Alors que le délai de péremption a couru à compter de la remise de l’acte introductif d’instance au greffe, soit en l’espèce à compter du 28 avril 2017, ce n’est que par courrier du 30 août 2019, reçu au greffe le 2 septembre 2019, que M. [B] a sollicité le rétablissement de l’affaire au rôle et a déposé ses écritures au greffe, acte procédural qui doit être regardé comme le premier acte interrompant le délai de péremption.
Il en résulte qu’entre le 28 avril 2017 et le 2 septembre 2019, les parties n’ont accompli aucune diligence susceptible d’interrompre le délai de préemption de deux ans.
La péremption de l’instance étant acquise à compter du 28 avril 2019, il convient donc de confirmer le jugement du conseil de prud’hommes.
Sur les demandes du Cgea
L’Unédic Délégation Ags-Cgea de l’Ile-de-France, qui conclut au caractère écrit de la procédure prud’homale, demande sa mise hors de cause, ou à tout le moins, de dire irrecevables les demandes formulées à son encontre, faute de demande formulées dans les formes requises par la loi, en l’occurrence par requête, subsidiairement de les déclarer irrecevables s’agissant de demandes de condamnation et très subsidiairement de déclarer irrecevables les demandes nouvelles et les demandes modifiées de M. [B] et de débouter ce dernier de ses demandes.
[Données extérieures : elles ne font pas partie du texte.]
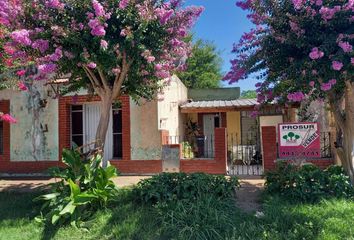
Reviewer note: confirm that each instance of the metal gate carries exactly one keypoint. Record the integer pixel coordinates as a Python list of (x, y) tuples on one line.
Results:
[(244, 159)]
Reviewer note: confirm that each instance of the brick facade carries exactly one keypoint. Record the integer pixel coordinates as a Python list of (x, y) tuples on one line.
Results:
[(213, 166), (270, 151)]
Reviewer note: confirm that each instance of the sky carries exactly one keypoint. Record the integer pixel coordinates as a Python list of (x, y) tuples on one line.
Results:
[(223, 24)]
M. [B] et Maître [U], en qualité de mandataire liquidateur de la société Serare, ne concluent pas sur ces points.
Le conseil de prud’hommes a omis de statuer sur ces demandes.
* * *
La péremption, lorsqu’elle est constatée en justice, éteint l’instance en ce qu’elle anéantit les actes de procédure de ladite instance périmée et il n’est pas possible pour les parties de se prévaloir de ces actes ou de les opposer à quiconque.
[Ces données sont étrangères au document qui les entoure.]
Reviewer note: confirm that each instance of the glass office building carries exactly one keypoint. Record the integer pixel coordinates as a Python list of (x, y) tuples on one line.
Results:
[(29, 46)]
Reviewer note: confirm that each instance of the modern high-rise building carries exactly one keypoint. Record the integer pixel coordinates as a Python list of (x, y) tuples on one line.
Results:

Dans ces conditions, dès lors que l’Unédic Délégation Ags-Cgea de l’Ile-de-France se prévaut des actes issus de la procédure périmée, ses demandes sont sans objet.
Sur les autres demandes
La disposition du jugement relative aux dépens sera confirmée.
Les dépens d’appel seront à la charge de M. [B], partie succombante par application de l’article 696 du code de procédure civile.
PAR CES MOTIFS
La Cour, après en avoir délibéré, statuant publiquement, par arrêt contradictoire prononcé par mise à disposition au greffe,
Confirme le jugement déféré,
Y ajoutant,
Déclare sans objet les demandes de l’Unédic Délégation Ags-Cgea de l’Ile-de-France,
Condamne M. [V] [B] aux dépens d’appel.